P.S. - Hoje é Dia Mundial da Rádio.

Aproveite para namorar...

Antena 1, a nossa rádio pública, pouco depois das 21h15 de um Dia de São Valentim, Dia dos Namorados, que por acaso é outra vez amanhã. O locutor, voz excelentíssima, põe ao lume os chouriços do costume, prepara a entrada de Sérgio Godinho mas escorrega na burilada bucha de ligação. "Se vai na estrada, conduza com cuidado. Olhe, aproveite para namorar!..." - diz ele. E realmente. Se conduzir, namore! Há lá melhor maneira de morrer num acidente de viação...

P.S. - Hoje é Dia Mundial da Rádio.

A fama tem um preço

Na rádio, Renascença por acaso, o reclame a uma telenovela da SIC avisa: - A fama tem um preço! Pois tem. E o arroz carolino também. E a massa-cotovelo e as batatas e os alhos e o azeite, que está pela hora de morte. As próprias pessoas, diz-se, também têm um preço. Algumas, melhor colocadas na vida, têm dois ou três...

P.S. - Hoje é Dia Mundial da Rádio.

Continue connosco...

Foto Hernâni Von Doellinger

domingo, 9 de fevereiro de 2025

Ray Charles morreu?

É a minha vida. Divido-me aqui entre o computador e o fogão. Ainda há pouco, bateu-me a lembrança e larguei de repente o teclado para ir a correr lá ao outro lado da casa ver o ponto de um caldo de nabos que por acaso tinha em andamento. O rádio da cozinha estava a dar, sem mais nem menos, a esta hora, Ray Charles. Era, como sempre, a rádio nacional, oficial, a Antena 1, Ray Charles cantava "Hit the road Jack" e eu pensei "ó carago, morreu o Ray Charles, coitadinho..."
Mas não morreu, foi impressão minha. Embora me pareça que Ray Charles (1930-2004) precise de morrer todos os dias para dar na rádio. Mesmo na rádio nacional, oficial, a da necrologia e das efemérides.

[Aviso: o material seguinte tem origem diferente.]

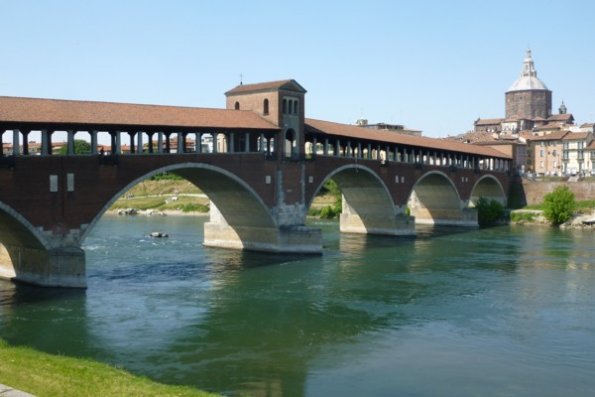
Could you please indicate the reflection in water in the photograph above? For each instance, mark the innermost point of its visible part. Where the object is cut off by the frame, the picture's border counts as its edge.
(443, 314)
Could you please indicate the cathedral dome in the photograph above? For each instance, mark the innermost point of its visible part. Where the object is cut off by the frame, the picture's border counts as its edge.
(528, 79)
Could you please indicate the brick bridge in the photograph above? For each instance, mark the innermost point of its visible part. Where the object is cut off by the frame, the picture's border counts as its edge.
(260, 162)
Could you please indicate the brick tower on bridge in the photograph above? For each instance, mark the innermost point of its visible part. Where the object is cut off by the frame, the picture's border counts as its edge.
(281, 103)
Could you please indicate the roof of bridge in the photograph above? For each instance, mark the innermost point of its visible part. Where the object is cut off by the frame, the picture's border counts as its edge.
(352, 131)
(77, 113)
(290, 85)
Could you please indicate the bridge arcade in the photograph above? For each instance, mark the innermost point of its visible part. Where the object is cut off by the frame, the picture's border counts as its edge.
(260, 161)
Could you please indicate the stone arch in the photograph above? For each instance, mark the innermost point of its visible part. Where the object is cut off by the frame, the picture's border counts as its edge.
(488, 187)
(233, 202)
(435, 200)
(19, 241)
(367, 206)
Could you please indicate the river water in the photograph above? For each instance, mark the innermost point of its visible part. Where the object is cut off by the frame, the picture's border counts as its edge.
(508, 311)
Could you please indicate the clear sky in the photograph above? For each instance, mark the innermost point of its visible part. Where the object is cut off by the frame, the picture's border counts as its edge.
(431, 65)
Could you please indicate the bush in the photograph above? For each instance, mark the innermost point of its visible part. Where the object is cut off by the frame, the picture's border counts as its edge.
(489, 212)
(192, 207)
(559, 205)
(166, 176)
(80, 147)
(522, 216)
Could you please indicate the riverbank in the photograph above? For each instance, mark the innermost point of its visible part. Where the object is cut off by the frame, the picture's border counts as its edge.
(582, 220)
(44, 374)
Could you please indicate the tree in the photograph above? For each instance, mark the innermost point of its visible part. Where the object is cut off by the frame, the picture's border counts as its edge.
(80, 147)
(489, 211)
(559, 205)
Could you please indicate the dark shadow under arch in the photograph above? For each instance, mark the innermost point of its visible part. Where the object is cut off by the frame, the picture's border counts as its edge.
(434, 199)
(238, 203)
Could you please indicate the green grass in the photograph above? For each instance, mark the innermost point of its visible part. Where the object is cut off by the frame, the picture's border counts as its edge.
(581, 206)
(49, 375)
(522, 216)
(183, 203)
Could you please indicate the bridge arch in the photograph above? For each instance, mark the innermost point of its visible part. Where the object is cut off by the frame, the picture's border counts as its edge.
(367, 205)
(234, 203)
(435, 200)
(21, 245)
(488, 187)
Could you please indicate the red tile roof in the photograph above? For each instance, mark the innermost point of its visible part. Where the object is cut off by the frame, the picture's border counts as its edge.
(290, 84)
(488, 121)
(561, 117)
(351, 131)
(554, 136)
(58, 111)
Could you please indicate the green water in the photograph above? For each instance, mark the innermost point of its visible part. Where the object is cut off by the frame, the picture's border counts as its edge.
(497, 312)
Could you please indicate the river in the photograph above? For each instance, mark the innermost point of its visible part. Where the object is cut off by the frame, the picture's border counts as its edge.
(508, 311)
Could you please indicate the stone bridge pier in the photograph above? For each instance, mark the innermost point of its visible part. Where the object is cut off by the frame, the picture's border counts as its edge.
(46, 259)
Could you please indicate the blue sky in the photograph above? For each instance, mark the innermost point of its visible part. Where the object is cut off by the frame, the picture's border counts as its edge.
(431, 65)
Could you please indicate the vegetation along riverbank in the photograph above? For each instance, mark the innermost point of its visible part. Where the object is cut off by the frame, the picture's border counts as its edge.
(44, 374)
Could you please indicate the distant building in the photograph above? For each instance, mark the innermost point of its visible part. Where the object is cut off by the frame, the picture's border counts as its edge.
(528, 104)
(538, 141)
(574, 155)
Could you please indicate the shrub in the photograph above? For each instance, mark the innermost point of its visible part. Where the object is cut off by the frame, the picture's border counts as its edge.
(166, 176)
(522, 216)
(489, 212)
(192, 207)
(559, 205)
(80, 147)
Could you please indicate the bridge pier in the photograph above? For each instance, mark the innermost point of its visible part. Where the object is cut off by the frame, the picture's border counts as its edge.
(57, 267)
(296, 239)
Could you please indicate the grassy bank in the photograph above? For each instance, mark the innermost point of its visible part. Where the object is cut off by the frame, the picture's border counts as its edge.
(48, 375)
(582, 207)
(164, 195)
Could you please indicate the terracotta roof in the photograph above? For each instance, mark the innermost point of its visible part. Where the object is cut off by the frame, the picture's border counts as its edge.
(575, 136)
(352, 131)
(561, 117)
(548, 127)
(58, 111)
(488, 121)
(290, 84)
(474, 137)
(554, 136)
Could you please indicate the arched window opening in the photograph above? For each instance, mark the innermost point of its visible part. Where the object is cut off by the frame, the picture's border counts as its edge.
(290, 143)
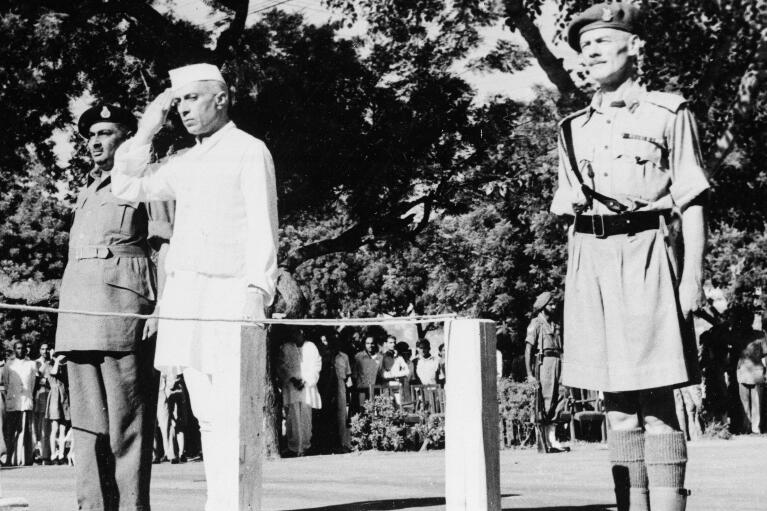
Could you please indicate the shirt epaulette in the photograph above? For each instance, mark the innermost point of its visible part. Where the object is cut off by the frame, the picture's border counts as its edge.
(578, 113)
(668, 100)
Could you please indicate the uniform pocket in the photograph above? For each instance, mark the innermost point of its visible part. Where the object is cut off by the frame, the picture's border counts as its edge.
(122, 213)
(641, 160)
(131, 273)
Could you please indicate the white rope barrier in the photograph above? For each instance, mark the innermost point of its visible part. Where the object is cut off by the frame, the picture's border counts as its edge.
(423, 318)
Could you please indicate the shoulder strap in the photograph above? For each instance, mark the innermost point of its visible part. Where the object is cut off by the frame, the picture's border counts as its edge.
(591, 194)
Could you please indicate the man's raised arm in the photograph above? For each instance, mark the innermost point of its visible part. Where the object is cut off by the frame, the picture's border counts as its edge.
(132, 178)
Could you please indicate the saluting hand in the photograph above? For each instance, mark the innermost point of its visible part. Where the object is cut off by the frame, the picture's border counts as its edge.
(150, 328)
(690, 294)
(154, 116)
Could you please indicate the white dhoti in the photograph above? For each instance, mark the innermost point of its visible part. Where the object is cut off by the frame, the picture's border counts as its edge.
(209, 354)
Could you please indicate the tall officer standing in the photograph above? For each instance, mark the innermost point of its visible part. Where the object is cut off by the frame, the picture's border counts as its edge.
(112, 384)
(631, 174)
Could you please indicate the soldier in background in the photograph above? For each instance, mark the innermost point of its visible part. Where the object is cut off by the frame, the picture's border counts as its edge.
(543, 361)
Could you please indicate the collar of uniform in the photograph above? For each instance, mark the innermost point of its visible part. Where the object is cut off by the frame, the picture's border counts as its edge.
(629, 94)
(99, 178)
(212, 139)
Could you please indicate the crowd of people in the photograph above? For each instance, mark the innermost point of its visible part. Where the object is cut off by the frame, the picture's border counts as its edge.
(34, 409)
(323, 382)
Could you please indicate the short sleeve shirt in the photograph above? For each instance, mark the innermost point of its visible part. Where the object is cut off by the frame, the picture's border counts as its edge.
(95, 280)
(638, 149)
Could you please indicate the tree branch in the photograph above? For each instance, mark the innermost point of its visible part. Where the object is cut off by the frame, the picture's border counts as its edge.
(229, 39)
(743, 108)
(517, 17)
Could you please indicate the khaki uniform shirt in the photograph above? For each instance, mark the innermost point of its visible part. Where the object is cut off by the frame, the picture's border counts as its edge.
(642, 148)
(544, 335)
(109, 268)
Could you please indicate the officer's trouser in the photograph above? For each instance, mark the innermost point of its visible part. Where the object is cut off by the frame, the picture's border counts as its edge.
(551, 369)
(112, 401)
(751, 397)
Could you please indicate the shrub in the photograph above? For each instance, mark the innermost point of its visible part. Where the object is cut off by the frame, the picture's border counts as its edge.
(515, 408)
(382, 426)
(432, 430)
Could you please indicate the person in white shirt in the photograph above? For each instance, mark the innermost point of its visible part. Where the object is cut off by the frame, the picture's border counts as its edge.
(221, 262)
(42, 427)
(426, 365)
(19, 380)
(299, 369)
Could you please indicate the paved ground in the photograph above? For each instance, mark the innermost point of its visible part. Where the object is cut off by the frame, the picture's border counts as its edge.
(723, 475)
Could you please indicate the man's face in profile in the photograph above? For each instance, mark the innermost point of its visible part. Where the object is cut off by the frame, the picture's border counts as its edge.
(198, 108)
(105, 138)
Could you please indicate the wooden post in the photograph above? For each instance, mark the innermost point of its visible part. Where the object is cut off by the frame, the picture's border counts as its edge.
(472, 461)
(253, 354)
(7, 503)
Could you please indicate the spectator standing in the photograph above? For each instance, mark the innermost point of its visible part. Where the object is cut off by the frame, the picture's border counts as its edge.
(57, 409)
(426, 365)
(397, 374)
(324, 421)
(172, 412)
(365, 371)
(299, 369)
(20, 377)
(543, 355)
(42, 426)
(442, 371)
(750, 375)
(343, 372)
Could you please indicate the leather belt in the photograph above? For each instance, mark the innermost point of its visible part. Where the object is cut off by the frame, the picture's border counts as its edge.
(106, 251)
(603, 226)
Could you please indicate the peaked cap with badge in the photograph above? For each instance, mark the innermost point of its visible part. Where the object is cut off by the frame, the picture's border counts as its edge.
(541, 301)
(105, 113)
(616, 15)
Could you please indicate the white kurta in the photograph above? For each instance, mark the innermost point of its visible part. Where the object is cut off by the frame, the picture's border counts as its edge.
(224, 239)
(305, 364)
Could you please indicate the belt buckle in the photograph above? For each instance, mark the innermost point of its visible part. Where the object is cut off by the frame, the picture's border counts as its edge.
(601, 232)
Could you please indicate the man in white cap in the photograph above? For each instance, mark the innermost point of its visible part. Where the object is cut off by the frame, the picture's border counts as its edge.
(222, 263)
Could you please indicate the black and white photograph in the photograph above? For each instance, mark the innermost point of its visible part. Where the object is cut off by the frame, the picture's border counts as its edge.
(383, 255)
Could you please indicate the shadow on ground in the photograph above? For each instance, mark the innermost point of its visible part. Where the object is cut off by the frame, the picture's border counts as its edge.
(386, 505)
(590, 507)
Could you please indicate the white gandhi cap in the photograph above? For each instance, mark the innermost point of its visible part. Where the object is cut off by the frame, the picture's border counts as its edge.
(182, 76)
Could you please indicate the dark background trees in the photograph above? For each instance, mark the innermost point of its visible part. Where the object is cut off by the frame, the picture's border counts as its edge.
(400, 188)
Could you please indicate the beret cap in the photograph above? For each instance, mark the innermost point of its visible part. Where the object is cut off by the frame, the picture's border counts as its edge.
(542, 300)
(616, 15)
(105, 113)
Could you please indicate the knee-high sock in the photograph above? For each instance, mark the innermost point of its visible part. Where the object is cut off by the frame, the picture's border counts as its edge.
(627, 456)
(666, 460)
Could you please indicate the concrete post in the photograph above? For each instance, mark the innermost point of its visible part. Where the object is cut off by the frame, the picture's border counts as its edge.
(472, 461)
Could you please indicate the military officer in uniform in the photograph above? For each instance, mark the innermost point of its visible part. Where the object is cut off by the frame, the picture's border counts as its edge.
(112, 384)
(631, 176)
(543, 352)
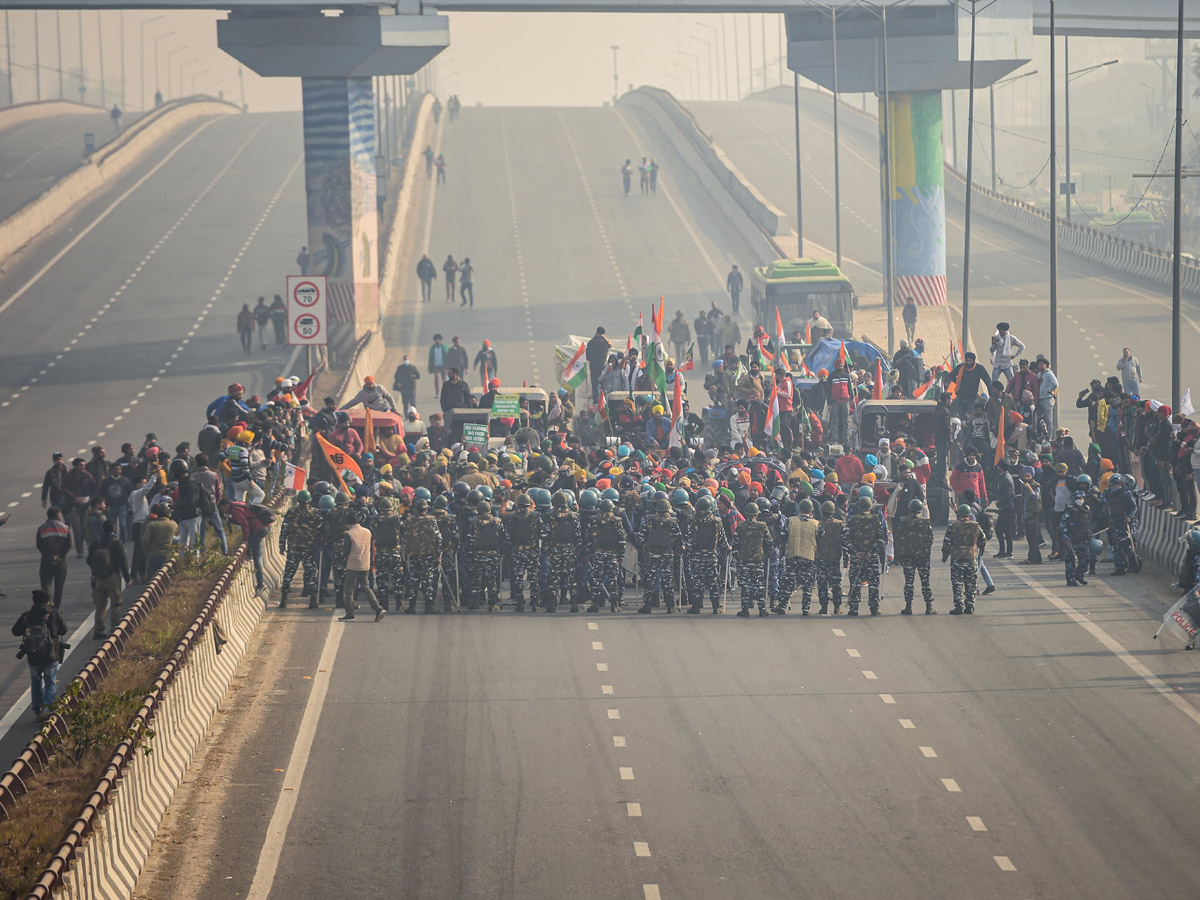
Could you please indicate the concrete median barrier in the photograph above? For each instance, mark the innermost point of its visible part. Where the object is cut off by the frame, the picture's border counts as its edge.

(Outro dia foi tal e qual. Cheguei à cozinha e o rádio, na velha Antena 1, para o que lhe havia de dar, falava de Maria Teresa Horta nas notícias da hora de almoço. Coisa estranhíssima. E eu pensei "já fostes"...
Felizmente, também não se confirma.)

quarta-feira, 27 de novembro de 2024

O tempo da nabiça e do tomate

Foto RTP Arquivos

Dezembro a bater à porta e o Borda D'Água manda resguardar as plantas do gelo. Arrotear terras e mato para as sementeiras da Primavera. No crescente, continuar as covas e a estrumagem. As sementeiras de trigo e centeio continuam se não houver geadas, bem como a de cebola, couves, beterraba, nabiça, pimentos, tomate e salsa. Em sítios abrigados pode-se ainda semear agrião, espinafre, alfaces, fava e ervilha. Plantar ainda macieiras e pereiras. Cortar madeiras, no minguante. Continuar a poda das vinhas e mergulhia das vides. Fim da apanha da azeitona e limpeza dos lagares. No jardim, prossegue a plantação de roseiras, gladíolos, cíclames e lírios, a proteger das geadas. Semear ervilhas-de-cheiro, goivos e jacintos. Quanto aos animais, abrigue o gado do frio e chuva, e acarinhe-o.
Quer-se dizer: em Dezembro descansa mas não durmas, como recomenda, por seu lado, O Seringador.
E pronto. É este tempo, senhores. O tempo. Ou, como dizia o outro na rádio a preto-e-branco: na aldeia do Senhor Costa, assim vai a agricultura. E quem diz Costa, diz Montenegro.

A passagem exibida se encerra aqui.